Paper C - A Framework for Management and Control of Distributed Applications using Agents and IP-multicast

Paper C

A Framework for Management and Control of Distributed Applications using Agents and IP-multicast

Peter Parnes, Kåre Synnes, Dick Schefström, “A Framework for Management and Control of Distributed Applications using Agents and IP-multicast”. In the proceedings of IEEE Infocom1999, New York, USA, March 1999.

A Framework for
Management and Control
of Distributed Applications
using Agents and IP-multicast

Peter Parnes, Kåre Synnes, DickSchefström
LuleåUniversity of Technology / Centre for Distance-spanning Technology
Department of Computer Science
SE-971 87 Luleå, Sweden.

Abstract

As more and more applications on the Internet become network-aware, the need for and possibility of remotely controlling them is becoming larger. This paper presents a framework for the control and management of distributed applications and components. This is achieved using IP-multicast and an agent-based application architecture. The target of the framework is to allow resource discovery concerning both the controllable elements and the available control points in these elements, as well as real-time control. All this is carried out in a scalable and secure way based on IP-multicast and asymmetric cryptography. The presented framework is also independent of the underlying transport mechanism, in order to allow flexibility and easy deployment. The framework bandwidth usage and introduced control delay are presented. Details on the reference implementation of the framework are also presented, as well as examples of usage scenarios where the framework is used to create bandwidth-adaptive applications and better group awareness.
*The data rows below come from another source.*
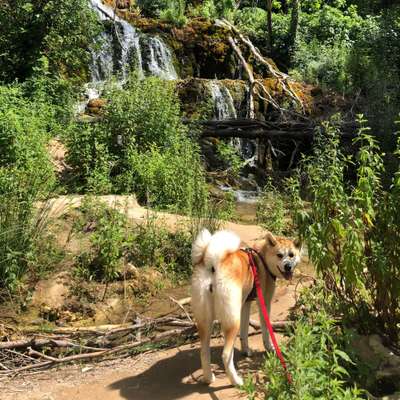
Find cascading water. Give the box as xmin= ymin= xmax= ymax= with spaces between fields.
xmin=210 ymin=81 xmax=237 ymax=121
xmin=210 ymin=80 xmax=257 ymax=166
xmin=90 ymin=0 xmax=178 ymax=82
xmin=76 ymin=0 xmax=178 ymax=113
xmin=209 ymin=80 xmax=260 ymax=203
xmin=142 ymin=36 xmax=178 ymax=80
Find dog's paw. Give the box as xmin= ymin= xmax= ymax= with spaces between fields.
xmin=201 ymin=372 xmax=215 ymax=385
xmin=242 ymin=348 xmax=253 ymax=357
xmin=263 ymin=340 xmax=275 ymax=353
xmin=231 ymin=376 xmax=244 ymax=386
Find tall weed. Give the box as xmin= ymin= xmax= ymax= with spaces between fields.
xmin=292 ymin=118 xmax=400 ymax=340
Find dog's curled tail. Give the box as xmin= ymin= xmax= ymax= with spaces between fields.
xmin=192 ymin=229 xmax=212 ymax=265
xmin=204 ymin=231 xmax=241 ymax=267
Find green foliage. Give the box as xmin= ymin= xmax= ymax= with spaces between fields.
xmin=294 ymin=115 xmax=400 ymax=340
xmin=188 ymin=0 xmax=236 ymax=20
xmin=75 ymin=198 xmax=192 ymax=282
xmin=76 ymin=199 xmax=131 ymax=282
xmin=0 ymin=86 xmax=56 ymax=290
xmin=217 ymin=141 xmax=245 ymax=178
xmin=235 ymin=7 xmax=267 ymax=38
xmin=137 ymin=0 xmax=169 ymax=17
xmin=188 ymin=0 xmax=218 ymax=19
xmin=291 ymin=41 xmax=352 ymax=93
xmin=66 ymin=78 xmax=207 ymax=214
xmin=129 ymin=214 xmax=192 ymax=283
xmin=256 ymin=181 xmax=291 ymax=235
xmin=0 ymin=0 xmax=100 ymax=82
xmin=252 ymin=311 xmax=363 ymax=400
xmin=160 ymin=0 xmax=187 ymax=27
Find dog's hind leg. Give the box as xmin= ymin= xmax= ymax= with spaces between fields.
xmin=222 ymin=321 xmax=243 ymax=386
xmin=240 ymin=301 xmax=251 ymax=357
xmin=197 ymin=319 xmax=215 ymax=384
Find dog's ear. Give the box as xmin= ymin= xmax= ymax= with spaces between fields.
xmin=293 ymin=238 xmax=303 ymax=250
xmin=265 ymin=232 xmax=278 ymax=247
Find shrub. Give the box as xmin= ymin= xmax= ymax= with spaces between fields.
xmin=75 ymin=199 xmax=192 ymax=282
xmin=129 ymin=214 xmax=192 ymax=283
xmin=76 ymin=200 xmax=131 ymax=282
xmin=188 ymin=0 xmax=218 ymax=19
xmin=294 ymin=115 xmax=400 ymax=340
xmin=252 ymin=311 xmax=363 ymax=400
xmin=137 ymin=0 xmax=169 ymax=17
xmin=160 ymin=0 xmax=187 ymax=27
xmin=66 ymin=78 xmax=207 ymax=213
xmin=0 ymin=86 xmax=56 ymax=290
xmin=291 ymin=40 xmax=352 ymax=93
xmin=235 ymin=7 xmax=268 ymax=38
xmin=256 ymin=178 xmax=291 ymax=235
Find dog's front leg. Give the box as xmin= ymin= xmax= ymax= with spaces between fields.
xmin=240 ymin=301 xmax=251 ymax=357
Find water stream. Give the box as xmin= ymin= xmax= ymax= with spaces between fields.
xmin=77 ymin=0 xmax=178 ymax=112
xmin=209 ymin=80 xmax=260 ymax=204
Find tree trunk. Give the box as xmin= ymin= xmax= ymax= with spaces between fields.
xmin=267 ymin=0 xmax=274 ymax=52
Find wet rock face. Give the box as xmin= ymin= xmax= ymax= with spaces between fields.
xmin=114 ymin=16 xmax=239 ymax=79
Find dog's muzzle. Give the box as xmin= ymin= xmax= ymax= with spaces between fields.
xmin=279 ymin=261 xmax=296 ymax=280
Keywords: IP-multicast, distributed management, control, secure messaging, reliable multicast, distributed applications, intelligent agents, quality of service management, Java.

1. Introduction

With the current increase in the number of deployed distributed applications, the need for control and management is growing. A central issue in any computing environment, both in academia and industry, is how to control and manage running applications. This is especially applicable to and important for the increasingly used application family of IP-multicast-based [1,2] distributed real-time applications primarily intended for desktop conferencing, distance education and media broadcasts with many simultaneous users.

These distributed applications usually utilize the available bandwidth more than traditional single-user applications and they are usually more sensitive to large delays and jitter in the network. It is therefore very important that real-time media applications do not compete with each other for the available bandwidth, but instead co-operate and try to utilize the bandwidth in the best possible manner.

When users start using real-time distributed applications, the risk of users doing the “wrong thing” and flooding the network with too much data also increases. Historically, this has been handled by locating the application, host and responsible user that generate the extra network traffic and by asking the user either to terminate the application or to lower its network usage. (In a UNIX environment, the system administrator may even just log into the host and terminate the application in question.) The issue of finding the responsible user becomes more complicated when distributed applications are used in cooperation between several organizations and over the Internet.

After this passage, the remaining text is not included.